Unbuilt Design Awards Spotlight: Dalian Airport Terminal Competition – Corgan
Continuing our review of the five winning entries leading up to the Unbuilt Design Awards Closing Reception on July 11th at Life in Deep Ellum.
AIA Dallas’ six-week exhibition at Life in Deep Ellum will come to a close on July 11. The closing event at the gallery will include a discussion with the five winning project teams, announcement of the People’s and Press Choice award winners, and a wine and cheese reception. The exhibition aimed to shine a light on experimental design and celebrate progressive architectural concepts. The exhibition opened with an awards announcement by nationally renowned jurors on May 28 as part of AIA Dallas’ new chapter of its Unbuilt Design Awards program. Since the exhibit’s opening, hundreds of votes were cast by Life in Deep Ellum gallery visitors.

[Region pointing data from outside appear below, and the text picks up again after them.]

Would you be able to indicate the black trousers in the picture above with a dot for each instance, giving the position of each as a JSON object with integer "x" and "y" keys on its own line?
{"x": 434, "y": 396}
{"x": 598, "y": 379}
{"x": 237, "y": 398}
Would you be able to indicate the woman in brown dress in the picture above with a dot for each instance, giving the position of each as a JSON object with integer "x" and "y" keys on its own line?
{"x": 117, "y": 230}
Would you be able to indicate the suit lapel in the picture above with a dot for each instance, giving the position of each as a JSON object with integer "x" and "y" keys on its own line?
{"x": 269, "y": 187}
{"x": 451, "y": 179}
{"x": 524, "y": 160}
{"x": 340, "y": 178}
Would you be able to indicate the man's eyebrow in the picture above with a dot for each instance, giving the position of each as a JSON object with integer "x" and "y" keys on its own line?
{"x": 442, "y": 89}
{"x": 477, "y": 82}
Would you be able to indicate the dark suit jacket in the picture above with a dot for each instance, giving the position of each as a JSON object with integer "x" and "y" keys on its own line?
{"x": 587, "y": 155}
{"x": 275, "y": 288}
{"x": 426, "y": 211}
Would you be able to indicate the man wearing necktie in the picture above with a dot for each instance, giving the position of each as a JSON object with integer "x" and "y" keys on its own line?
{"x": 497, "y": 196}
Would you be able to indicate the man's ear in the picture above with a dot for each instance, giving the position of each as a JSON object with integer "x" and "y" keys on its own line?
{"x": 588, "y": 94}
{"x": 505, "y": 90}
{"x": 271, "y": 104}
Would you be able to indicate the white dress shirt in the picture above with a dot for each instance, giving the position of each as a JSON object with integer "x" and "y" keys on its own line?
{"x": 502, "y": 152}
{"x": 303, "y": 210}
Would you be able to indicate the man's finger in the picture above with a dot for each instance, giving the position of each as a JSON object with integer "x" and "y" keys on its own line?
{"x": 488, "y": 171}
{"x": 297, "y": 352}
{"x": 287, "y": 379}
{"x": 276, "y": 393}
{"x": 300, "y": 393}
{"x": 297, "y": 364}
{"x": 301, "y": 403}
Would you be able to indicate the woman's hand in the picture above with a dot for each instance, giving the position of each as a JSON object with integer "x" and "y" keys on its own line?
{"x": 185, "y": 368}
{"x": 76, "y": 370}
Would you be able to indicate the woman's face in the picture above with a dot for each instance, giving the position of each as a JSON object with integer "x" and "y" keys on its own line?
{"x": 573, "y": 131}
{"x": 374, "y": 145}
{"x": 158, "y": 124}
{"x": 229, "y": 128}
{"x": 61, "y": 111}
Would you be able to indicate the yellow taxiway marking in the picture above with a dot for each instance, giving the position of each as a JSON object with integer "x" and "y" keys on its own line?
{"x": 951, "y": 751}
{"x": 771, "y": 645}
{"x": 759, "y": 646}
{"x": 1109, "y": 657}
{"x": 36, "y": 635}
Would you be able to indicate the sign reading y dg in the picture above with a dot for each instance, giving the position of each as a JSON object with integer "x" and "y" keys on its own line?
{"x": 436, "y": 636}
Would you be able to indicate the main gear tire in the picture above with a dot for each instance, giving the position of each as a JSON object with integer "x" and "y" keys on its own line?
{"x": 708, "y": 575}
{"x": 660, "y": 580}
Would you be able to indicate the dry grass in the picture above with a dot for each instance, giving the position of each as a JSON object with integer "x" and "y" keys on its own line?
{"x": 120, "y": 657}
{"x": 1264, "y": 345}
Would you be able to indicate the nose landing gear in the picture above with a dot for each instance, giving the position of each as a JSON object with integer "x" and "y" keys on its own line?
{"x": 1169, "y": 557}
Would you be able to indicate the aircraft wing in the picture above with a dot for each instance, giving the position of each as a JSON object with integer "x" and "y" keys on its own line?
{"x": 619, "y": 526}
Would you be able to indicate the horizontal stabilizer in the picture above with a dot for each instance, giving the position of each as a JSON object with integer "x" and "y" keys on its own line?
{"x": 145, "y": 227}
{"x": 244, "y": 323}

The People’s Choice Award winner is based on ballots submitted by those who visited the exhibit. The Press Choice Award winner is determined by local press jurors D Magazine arts editor Peter Simek, Dallas Morning News architecture critic Mark Lamster, Dallas Observer culture editor Lauren Smart, and KERA Art&Seek reporter-producer Jerome Weeks.
The 2015 Unbuilt Design Award Winners were selected and announced on May 28 by nationally renowned jurors Jenny Wu, partner at Oyler Wu Collaborative; Elizabeth Whittaker, AIA, founder and principal at Merge Architects; and Adam Yarinsky, FAIA, principal at Architecture Research Office (ARO).
Since the completion of the Norman Foster designed Terminal 3, the central spine of the Beijing Capital Airport, airports have acted as the symbolic front door to a host of emerging Chinese markets. The functional diagram and progression from Foster’s accomplishment drives the Chinese airport typology. Through a seamless transition between a local transport means and the terminal itself, a visitor is cast through the arrival and departure process as smooth as ever with little in the way to disconnect from views out toward the city or countryside.
Corgan’s scheme for the Dalian Airport Competition arranges the program around the key nodes inherent to the modern Chinese Airport Diagram: Arrival, Ticketing/Security, and the Departure Gates. The magnitude of the second node drives the form generating a seamless connection volumetrically from intersecting circulation to roof. 101 gates, in symmetrical fashion, splay from the central node. Each departure and arrival arm centers around a double height impluvium bringing a touch inbound within the seating space.
The design is elegantly simple, focusing purely on the transmission of light and the connection of view through enhanced depth. The broad, low-slung form reflects the cross-section of airflow through the flight path. Openings evocative of the scaled roof forms found on Beijing Terminal 3 take an impressive step forward through a poured form that filters daylight through the depths of the central hall.
Once complete, the airport will serve as the largest air transport hub in North Central China.